Department of Surgical Oncology, University of Texas MD Anderson Cancer Center, Houston2Department of Surgery, UC San Diego Health System, University of California, San Diego.
Department of Surgery, UC San Diego Health System, University of California, San Diego.
JAMA Surg. 2014 Mar;149(3):237-43. doi: 10.1001/jamasurg.2013.3202.
Interest in minimally invasive distal pancreatectomy (MIDP) has grown in recent years, but currently available data are limited. Greater insight into application patterns and outcomes may be gained from a national database inquiry.
To study trends in the use of MIDP and compare the short-term outcomes of MIDP with those of open distal pancreatectomy.
DESIGN, SETTING, AND PARTICIPANTS: Population-based retrospective cohort study evaluating perioperative outcomes and hospital charge measures for distal pancreatectomy, comparing the surgical approaches and adjusting for patient- and hospital-level factors, among patients undergoing elective distal pancreatectomy from 1998 to 2009 in the Nationwide Inpatient Sample in a 20% stratified sample of all US hospitals.
In-hospital mortality, rates of perioperative complications and splenectomy, total charges, and length of stay.
A total of 8957 distal pancreatectomies were included in this analysis, of which 382 (4.3%) were MIDPs. On a national level, this projected to 42,320 open distal pancreatectomies and 1908 MIDPs. The proportion of distal pancreatectomies performed via minimally invasive approaches tripled between 1998 and 2009, from 2.4% to 7.3%. The groups were comparable for sex and comorbidity profiles, while patients who underwent MIDP were 1.5 years older. On multivariate analysis, MIDP was associated with lower rates of overall predischarge complications, including lower incidences of postoperative infections and bleeding complications, as well as a shorter length of stay by 1.22 days. There were no differences in rates of in-hospital mortality, concomitant splenectomy, or total charges.

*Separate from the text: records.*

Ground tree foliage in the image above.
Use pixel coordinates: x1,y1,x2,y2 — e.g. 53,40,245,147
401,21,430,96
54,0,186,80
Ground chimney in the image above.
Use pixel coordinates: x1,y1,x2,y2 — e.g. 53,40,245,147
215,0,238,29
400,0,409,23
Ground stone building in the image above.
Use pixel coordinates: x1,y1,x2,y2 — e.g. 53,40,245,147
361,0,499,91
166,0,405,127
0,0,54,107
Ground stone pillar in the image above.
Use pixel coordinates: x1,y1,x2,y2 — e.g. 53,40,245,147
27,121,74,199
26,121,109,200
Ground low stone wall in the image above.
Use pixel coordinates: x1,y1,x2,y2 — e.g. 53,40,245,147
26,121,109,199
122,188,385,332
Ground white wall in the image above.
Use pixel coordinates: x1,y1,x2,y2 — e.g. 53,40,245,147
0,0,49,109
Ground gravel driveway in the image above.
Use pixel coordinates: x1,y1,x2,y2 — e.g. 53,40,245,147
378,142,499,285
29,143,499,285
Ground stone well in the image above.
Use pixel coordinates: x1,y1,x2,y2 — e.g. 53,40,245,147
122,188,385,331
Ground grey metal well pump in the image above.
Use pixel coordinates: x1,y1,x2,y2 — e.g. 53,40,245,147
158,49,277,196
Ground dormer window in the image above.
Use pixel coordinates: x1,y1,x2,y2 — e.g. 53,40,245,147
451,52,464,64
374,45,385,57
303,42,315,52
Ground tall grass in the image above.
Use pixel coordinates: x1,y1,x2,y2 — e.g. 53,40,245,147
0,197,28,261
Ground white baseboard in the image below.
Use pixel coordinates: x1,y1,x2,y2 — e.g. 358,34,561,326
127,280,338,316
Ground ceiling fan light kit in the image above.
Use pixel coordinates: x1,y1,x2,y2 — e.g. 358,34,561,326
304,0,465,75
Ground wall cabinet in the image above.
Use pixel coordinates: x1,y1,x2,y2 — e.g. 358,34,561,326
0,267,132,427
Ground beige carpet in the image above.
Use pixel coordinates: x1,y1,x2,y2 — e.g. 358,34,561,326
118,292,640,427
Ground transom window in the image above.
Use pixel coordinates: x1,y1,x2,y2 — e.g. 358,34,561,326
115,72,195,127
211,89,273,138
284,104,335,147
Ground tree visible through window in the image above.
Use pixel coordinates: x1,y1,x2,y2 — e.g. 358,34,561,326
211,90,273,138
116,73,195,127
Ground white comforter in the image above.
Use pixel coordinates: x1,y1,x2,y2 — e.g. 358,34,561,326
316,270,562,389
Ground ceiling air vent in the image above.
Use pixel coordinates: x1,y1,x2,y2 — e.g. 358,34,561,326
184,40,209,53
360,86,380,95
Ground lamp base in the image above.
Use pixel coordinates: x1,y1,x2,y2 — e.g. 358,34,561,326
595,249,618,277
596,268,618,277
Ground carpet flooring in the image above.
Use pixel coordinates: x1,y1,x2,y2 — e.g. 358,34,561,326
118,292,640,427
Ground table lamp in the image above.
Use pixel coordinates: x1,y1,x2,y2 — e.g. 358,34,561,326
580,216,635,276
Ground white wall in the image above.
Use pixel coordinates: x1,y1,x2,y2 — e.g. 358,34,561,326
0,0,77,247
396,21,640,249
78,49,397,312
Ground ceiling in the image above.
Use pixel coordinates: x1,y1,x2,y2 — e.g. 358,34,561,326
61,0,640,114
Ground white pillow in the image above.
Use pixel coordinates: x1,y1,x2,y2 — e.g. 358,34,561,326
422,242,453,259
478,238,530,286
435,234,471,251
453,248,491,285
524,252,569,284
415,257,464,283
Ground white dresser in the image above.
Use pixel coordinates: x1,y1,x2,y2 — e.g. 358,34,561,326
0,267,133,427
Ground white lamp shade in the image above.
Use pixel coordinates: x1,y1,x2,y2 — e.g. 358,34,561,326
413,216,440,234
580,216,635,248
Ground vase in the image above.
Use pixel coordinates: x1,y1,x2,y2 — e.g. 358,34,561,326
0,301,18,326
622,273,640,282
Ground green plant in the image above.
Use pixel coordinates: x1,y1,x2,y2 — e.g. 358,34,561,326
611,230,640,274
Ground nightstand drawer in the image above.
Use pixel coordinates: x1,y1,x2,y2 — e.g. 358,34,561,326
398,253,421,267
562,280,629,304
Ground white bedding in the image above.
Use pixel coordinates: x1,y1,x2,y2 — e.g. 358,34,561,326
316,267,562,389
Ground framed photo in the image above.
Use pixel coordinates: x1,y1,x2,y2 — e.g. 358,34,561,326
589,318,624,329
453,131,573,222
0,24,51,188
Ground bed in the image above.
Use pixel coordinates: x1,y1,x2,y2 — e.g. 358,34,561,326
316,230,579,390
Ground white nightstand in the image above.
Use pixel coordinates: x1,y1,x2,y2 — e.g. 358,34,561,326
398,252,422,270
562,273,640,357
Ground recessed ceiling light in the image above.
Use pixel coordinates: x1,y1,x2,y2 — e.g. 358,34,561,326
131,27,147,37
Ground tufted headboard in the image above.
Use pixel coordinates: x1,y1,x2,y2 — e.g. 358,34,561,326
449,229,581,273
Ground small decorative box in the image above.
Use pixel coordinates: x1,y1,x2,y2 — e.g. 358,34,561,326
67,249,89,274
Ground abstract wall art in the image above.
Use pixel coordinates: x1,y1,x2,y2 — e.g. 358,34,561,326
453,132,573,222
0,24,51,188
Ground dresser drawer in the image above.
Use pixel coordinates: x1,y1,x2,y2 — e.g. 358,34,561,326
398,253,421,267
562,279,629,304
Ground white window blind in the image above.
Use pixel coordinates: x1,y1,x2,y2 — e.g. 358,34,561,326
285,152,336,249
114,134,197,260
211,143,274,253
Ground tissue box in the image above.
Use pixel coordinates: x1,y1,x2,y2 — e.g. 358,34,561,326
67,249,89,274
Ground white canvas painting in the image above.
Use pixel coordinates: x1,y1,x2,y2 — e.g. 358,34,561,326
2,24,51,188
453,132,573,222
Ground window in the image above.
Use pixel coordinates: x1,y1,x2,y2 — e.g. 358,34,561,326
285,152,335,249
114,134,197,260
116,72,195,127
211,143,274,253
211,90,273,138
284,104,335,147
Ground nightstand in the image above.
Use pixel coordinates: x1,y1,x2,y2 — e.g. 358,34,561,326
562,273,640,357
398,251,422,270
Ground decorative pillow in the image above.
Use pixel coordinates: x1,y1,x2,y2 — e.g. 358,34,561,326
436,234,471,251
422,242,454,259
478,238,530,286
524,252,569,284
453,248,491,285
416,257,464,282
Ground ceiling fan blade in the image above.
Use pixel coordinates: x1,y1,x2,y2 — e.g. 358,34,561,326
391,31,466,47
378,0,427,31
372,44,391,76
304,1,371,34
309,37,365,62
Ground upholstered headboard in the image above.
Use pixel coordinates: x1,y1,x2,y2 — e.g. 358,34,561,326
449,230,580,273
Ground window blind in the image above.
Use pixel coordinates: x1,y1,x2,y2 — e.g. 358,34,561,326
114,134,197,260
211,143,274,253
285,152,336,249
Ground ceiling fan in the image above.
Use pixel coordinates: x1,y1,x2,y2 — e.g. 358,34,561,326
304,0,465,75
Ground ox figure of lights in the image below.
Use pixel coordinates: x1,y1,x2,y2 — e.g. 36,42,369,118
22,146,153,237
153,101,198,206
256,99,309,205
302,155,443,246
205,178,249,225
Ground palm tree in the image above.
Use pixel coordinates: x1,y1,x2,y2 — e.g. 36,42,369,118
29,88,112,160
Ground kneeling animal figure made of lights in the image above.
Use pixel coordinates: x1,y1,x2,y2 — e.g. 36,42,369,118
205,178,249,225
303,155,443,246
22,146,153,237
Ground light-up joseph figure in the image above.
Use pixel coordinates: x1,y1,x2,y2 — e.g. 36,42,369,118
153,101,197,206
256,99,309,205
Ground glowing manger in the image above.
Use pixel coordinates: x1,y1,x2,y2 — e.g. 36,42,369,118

This population-based study of MIDP reveals that the application of this approach has tripled in practice and provides strong evidence that MIDP has evolved into a safe option in the treatment of benign and malignant pancreatic diseases.
近年来,人们对微创远端胰腺切除术(MIDP)的兴趣日益浓厚,但目前可用的数据有限。从国家数据库查询中可以更深入地了解应用模式和结果。
研究 MIDP 的应用趋势,并比较 MIDP 与开放式远端胰腺切除术的短期结果。
设计、设置和参与者:这是一项基于人群的回顾性队列研究,评估了 1998 年至 2009 年期间全美 20%分层样本中所有医院的全国住院患者样本中接受择期远端胰腺切除术的患者的围手术期结局和医院收费措施,比较了手术方法,并调整了患者和医院水平的因素。
住院死亡率、围手术期并发症和脾切除术发生率、总费用和住院时间。
共纳入 8957 例远端胰腺切除术,其中 382 例(4.3%)为 MIDP。在全国范围内,预计将有 42320 例开放式远端胰腺切除术和 1908 例 MIDP。1998 年至 2009 年期间,微创方法治疗的远端胰腺切除术比例从 2.4%增加到 7.3%,增加了两倍。两组在性别和合并症方面相似,而接受 MIDP 的患者年龄大 1.5 岁。多变量分析显示,MIDP 与总体出院前并发症的发生率较低相关,包括术后感染和出血并发症的发生率较低,以及住院时间缩短 1.22 天。两组的住院死亡率、同时性脾切除术或总费用无差异。
这项基于人群的 MIDP 研究表明,这种方法的应用已经增加了两倍,并为 MIDP 在治疗良性和恶性胰腺疾病方面已成为一种安全选择提供了有力证据。